Splenocytes from NXS2 inoculated mice receiving anti-CTLA-4/GWEPDDNPI-peptide immunotherapy as previously described were harvested after 35 days and re-stimulated alongside splenocytes from naïve mice with GWEPDDNPI-pulsed, irradiated splenocytes for 6 days. Target-cells labeled with 51Cr were incubated with splenocytes (effectors) at 50:1, 10:1 and 1:1 effector:target (E:T) ratio for 5 hr under tissue culture condition. A, Splenocytes from mice treated with anti-CTLA-4/GWEPDDNPI peptide but not from naïve mice demonstrated lytic activity against NXS2 and AgN2a tumors (p < 0.05). B, NXS2 cell lysis was not enhanced when the NXS2 cells were pulsed with a control or GWEPDDNPI peptide. C. Fourteen days after therapy, CSFE-labeled peptide-pulsed splenocytes were adoptively transferred into NXS2 inoculated mice treated with control peptide, GWEPDDNPI, anti-CTLA-4 alone or anti-CTLA-4/GWEPDDNPI-peptide. After 24 hrs peptide-specific killing was observed only with anti-CTLA-4/GWEPDDNPI treatment, as determined by the T:NT ratio. D. Splenocytes from (C) re-stimulated as described above, were incubated with unlabeled NXS2 target cells at a 50:1 E:T ratio for 5 hr in the presence of brefeldin A under tissue culture conditions. Using intracellular flow cytometry, IFN-γ production was detected in CD8+ T-cells in splenocytes from anti-CTLA-4/GWEPDDNPI treated mice only following in vitro re-stimulation with GWEPDDNPI. Data represent examples of at least three experiments, where n = 3 mice/group. Error is expressed as SEM. * p < 0.05, ** p < 0.01, n.s. not significant.

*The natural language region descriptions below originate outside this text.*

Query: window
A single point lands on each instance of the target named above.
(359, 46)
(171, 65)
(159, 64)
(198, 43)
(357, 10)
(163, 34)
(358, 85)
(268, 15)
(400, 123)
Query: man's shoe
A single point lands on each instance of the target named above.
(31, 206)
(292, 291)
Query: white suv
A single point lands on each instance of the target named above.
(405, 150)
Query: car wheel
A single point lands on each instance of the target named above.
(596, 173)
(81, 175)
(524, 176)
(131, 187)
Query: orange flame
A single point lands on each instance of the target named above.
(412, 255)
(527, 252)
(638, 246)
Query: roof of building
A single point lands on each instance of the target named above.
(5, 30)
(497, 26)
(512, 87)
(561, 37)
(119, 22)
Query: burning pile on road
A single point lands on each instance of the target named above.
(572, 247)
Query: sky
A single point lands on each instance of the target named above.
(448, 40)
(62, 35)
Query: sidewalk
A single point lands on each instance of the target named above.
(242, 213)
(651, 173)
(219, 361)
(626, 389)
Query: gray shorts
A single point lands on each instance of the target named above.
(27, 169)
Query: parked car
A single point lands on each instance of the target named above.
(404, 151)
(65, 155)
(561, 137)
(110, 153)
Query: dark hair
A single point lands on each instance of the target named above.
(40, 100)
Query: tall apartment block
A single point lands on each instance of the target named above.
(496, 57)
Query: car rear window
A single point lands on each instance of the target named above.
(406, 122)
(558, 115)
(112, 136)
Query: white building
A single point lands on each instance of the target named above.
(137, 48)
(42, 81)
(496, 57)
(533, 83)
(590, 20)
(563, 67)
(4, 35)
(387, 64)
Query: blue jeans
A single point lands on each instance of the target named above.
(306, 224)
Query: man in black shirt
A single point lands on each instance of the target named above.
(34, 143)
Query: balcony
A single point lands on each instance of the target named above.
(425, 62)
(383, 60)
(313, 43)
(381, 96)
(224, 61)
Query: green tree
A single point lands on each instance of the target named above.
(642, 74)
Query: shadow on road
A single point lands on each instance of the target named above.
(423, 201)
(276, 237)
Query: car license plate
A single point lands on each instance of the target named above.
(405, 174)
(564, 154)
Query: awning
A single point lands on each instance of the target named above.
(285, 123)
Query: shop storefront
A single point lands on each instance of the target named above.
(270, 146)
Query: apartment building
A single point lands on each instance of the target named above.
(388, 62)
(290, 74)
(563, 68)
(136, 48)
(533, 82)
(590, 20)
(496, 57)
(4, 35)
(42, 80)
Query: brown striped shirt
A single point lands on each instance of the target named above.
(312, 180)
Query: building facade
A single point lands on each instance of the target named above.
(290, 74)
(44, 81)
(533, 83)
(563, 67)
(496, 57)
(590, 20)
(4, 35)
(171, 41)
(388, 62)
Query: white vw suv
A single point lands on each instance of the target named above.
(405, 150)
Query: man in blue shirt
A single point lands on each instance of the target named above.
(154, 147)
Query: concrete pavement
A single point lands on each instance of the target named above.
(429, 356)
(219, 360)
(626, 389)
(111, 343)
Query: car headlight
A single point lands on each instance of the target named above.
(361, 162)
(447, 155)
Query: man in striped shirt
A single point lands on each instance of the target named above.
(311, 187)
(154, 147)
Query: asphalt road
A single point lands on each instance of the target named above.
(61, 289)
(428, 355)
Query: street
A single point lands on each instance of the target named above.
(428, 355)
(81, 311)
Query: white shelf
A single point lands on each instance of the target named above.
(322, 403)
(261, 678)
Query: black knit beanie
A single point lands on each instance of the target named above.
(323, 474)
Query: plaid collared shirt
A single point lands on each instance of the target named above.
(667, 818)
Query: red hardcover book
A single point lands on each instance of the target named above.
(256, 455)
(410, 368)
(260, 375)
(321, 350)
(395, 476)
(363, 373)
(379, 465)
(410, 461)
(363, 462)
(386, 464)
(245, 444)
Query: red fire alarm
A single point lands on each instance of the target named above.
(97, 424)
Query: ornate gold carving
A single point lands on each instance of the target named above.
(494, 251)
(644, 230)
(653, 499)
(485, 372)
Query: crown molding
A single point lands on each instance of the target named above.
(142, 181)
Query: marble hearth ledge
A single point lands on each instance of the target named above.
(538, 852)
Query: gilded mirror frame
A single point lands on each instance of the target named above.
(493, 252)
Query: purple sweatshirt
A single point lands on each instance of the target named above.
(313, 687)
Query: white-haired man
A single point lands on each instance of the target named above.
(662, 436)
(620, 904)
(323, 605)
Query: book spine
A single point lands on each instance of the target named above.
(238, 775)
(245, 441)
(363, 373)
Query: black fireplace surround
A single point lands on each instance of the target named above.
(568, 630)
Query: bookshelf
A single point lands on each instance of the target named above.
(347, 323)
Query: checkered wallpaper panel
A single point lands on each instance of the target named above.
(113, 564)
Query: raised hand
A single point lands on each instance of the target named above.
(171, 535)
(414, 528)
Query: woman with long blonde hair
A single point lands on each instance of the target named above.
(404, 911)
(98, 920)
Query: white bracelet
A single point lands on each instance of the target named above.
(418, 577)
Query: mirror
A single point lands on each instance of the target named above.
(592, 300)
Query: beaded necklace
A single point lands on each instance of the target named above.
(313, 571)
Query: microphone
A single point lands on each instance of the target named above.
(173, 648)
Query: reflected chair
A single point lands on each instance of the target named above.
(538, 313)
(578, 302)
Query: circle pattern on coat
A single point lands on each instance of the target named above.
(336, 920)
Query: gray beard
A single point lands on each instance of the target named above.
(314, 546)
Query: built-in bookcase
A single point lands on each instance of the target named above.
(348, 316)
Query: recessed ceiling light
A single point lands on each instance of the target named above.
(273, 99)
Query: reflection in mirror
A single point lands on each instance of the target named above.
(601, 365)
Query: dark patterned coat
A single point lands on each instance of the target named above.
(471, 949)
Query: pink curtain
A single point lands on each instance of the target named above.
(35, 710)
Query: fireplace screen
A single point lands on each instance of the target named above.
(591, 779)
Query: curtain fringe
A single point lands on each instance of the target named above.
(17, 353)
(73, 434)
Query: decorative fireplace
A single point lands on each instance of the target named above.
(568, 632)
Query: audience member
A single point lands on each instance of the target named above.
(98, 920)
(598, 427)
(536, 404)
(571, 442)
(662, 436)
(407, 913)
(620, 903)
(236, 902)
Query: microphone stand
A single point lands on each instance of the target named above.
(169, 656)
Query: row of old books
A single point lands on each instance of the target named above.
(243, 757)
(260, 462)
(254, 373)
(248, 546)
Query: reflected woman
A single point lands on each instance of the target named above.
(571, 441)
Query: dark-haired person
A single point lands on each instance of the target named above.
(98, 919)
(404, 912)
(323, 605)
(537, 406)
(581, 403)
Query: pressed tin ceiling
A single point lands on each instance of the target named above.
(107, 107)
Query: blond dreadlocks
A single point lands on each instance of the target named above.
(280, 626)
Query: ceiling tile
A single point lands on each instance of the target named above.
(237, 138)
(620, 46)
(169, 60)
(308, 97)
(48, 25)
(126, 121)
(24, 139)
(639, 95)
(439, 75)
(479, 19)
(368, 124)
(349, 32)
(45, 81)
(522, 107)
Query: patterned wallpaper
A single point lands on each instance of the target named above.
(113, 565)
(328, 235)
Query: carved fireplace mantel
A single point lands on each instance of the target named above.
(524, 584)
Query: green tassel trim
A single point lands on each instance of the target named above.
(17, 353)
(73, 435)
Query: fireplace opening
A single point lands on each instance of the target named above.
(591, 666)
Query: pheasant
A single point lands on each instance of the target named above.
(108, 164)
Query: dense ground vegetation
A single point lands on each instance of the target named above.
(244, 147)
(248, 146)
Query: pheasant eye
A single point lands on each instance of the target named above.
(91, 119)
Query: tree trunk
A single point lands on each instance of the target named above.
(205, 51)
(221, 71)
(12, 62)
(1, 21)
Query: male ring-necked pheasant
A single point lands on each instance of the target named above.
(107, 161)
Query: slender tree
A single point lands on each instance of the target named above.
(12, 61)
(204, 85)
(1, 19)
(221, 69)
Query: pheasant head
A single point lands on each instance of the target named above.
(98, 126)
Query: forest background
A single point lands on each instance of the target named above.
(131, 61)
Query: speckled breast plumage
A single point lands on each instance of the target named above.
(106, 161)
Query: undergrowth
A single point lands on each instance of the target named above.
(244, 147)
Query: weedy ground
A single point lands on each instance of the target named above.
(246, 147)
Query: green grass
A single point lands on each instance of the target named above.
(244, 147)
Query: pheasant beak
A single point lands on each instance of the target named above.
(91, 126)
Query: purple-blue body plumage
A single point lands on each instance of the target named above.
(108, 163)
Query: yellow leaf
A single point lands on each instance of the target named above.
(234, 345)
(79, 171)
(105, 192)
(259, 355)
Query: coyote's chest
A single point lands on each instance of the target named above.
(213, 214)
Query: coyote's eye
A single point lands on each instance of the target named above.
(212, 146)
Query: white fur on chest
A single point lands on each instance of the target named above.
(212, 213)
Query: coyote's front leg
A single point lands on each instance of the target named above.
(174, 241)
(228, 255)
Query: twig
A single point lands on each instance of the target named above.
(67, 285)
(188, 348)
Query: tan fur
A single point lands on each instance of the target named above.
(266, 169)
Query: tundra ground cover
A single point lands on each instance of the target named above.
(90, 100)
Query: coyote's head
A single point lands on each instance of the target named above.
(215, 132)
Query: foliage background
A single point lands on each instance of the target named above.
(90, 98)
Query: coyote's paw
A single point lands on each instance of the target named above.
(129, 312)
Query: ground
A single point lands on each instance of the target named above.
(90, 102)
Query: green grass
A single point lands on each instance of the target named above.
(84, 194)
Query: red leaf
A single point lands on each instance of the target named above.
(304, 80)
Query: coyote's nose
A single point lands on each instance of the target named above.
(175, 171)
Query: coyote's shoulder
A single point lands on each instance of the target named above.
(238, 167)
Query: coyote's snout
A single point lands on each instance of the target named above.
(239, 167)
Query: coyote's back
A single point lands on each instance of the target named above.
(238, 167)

Figure 6. Combined therapy with anti-CTLA4 mAb and GWEPDDNPI peptide requires tumor to generate anti-survivin T-cell immunity

A, Assessment using CTL killing assays demonstrated that splenocytes from naïve mice or mice treated with anti-CTLA-4/GWEPDDNPI-peptide without tumor for 35 days showed negligible lytic activity against splenocytes or neuroblastoma cells. Data represents an example of 2 experiments with 4 mice / group, error is expressed as SEM. B, A/J mice treated for 14 days with control peptide, GWEPDDNPI-peptide or anti-CTLA-4 alone or anti-CTLA-4/GWEPDDNPI-peptide in the absence of NXS2 cells did not show in vivo peptide-specific killing after 24 hr following transfer of CFSE-labeled, peptide-pulsed splenocytes. C, A/J mice received GWEPDDNPI or control peptide i.d. emulsified in IFA on day -7 and 0.5 mg of anti-CTLA-4 or 200 μl PBS i.p. on day -7 and -3. Mice were then inoculated on day 0 with 2 × 106 NXS2 cells s.c. Anti-CTLA-4/GWEPDDNPI peptide prophylactic treatment did not result in significant long term survival. Data in (B) and (C) represents examples of three experiments, where n = 5 mice/group. Error is expressed as SEM.